10-30-13 | Blog Post
Before there was Twitter and LinkedIn, companies felt that it was better to hide bad news from customers. Airlines wouldn’t tell passengers why there was a delay. Hosting companies wouldn’t tell you about an outage or when dial up lines wouldn’t work.
Now with the adoption of social media, companies are becoming more transparent and sharing all types of company news or information – good or bad. The cloud computing and data center industry is no different.
In this video, Yan Ness discusses how social media has impacted cloud computing providers.
With the introduction of social media, customers were allowed to speak with one another without the company’s permission. It put companies on the defensive. Once someone had a bad experience, he or she told everyone. So companies had a choice to make.
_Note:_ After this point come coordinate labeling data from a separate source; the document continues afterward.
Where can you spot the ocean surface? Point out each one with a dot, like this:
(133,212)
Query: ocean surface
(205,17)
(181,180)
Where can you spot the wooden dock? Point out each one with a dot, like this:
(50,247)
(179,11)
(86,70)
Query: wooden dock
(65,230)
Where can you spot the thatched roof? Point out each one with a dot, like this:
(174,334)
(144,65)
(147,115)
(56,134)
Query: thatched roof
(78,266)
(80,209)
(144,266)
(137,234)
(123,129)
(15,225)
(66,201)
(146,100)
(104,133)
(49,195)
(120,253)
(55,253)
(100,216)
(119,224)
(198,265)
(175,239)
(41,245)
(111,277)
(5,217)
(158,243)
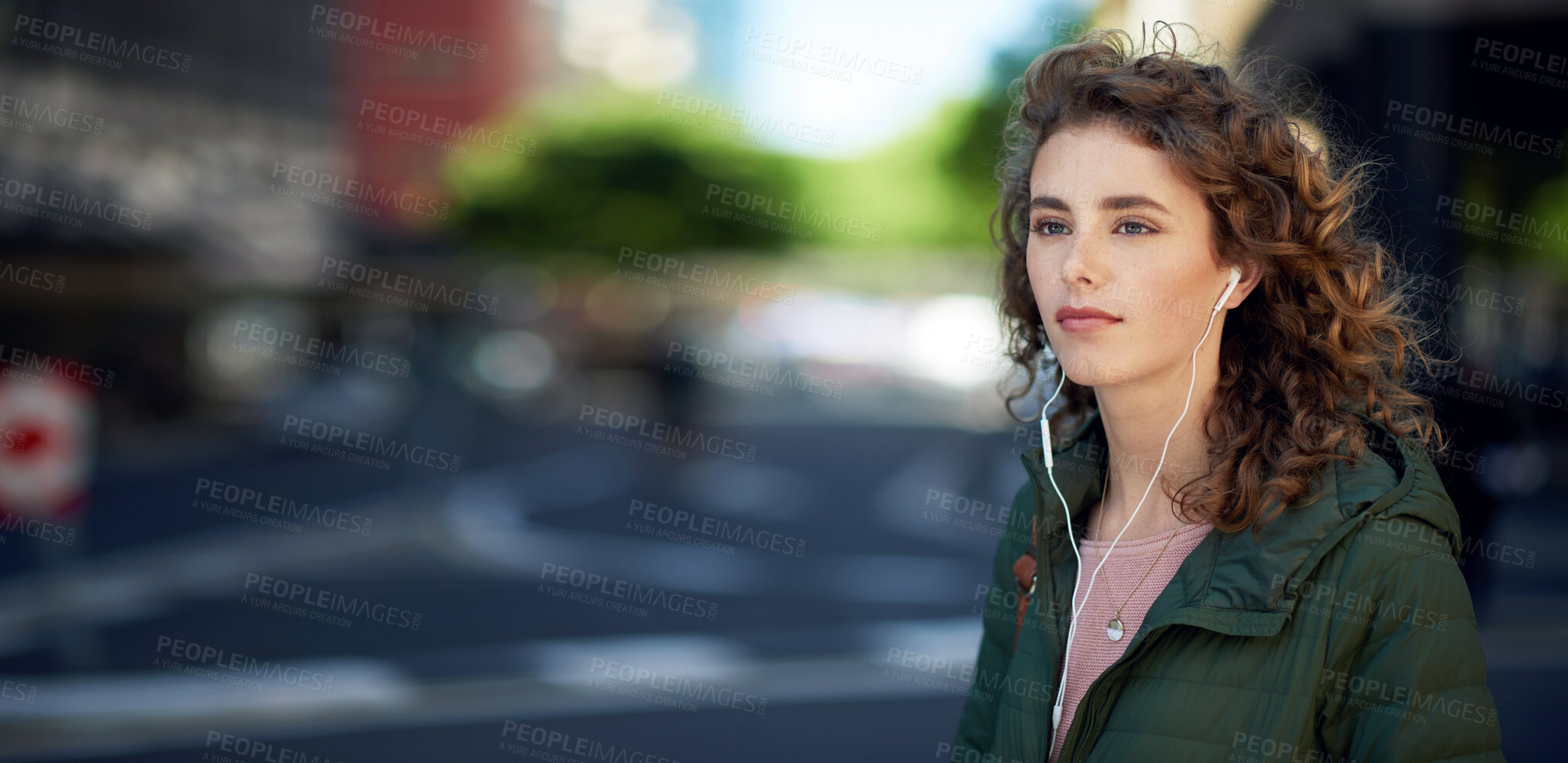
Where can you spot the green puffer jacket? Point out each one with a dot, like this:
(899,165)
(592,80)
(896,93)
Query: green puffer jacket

Be more transparent and less secretive or remain quiet and let their customers do the talking.
In the beginning, the data center industry was scared of being more open. They thought it would cause a lot of problems. But what it did was tighten the trust level between customers and companies.
For those companies that decided to jump in the “social media sandbox” and started to use social media tools, like Twitter or LinkedIn to share important information such as service interruptions, found they raised their customer trust level.
Cloud computing providers now tell their customers what is going on and what they are doing while the interruption is happening rather than have customers talk about it themselves. This is exactly what you want from a maturing industry. You want a really high degree of trust between customers and cloud computing providers.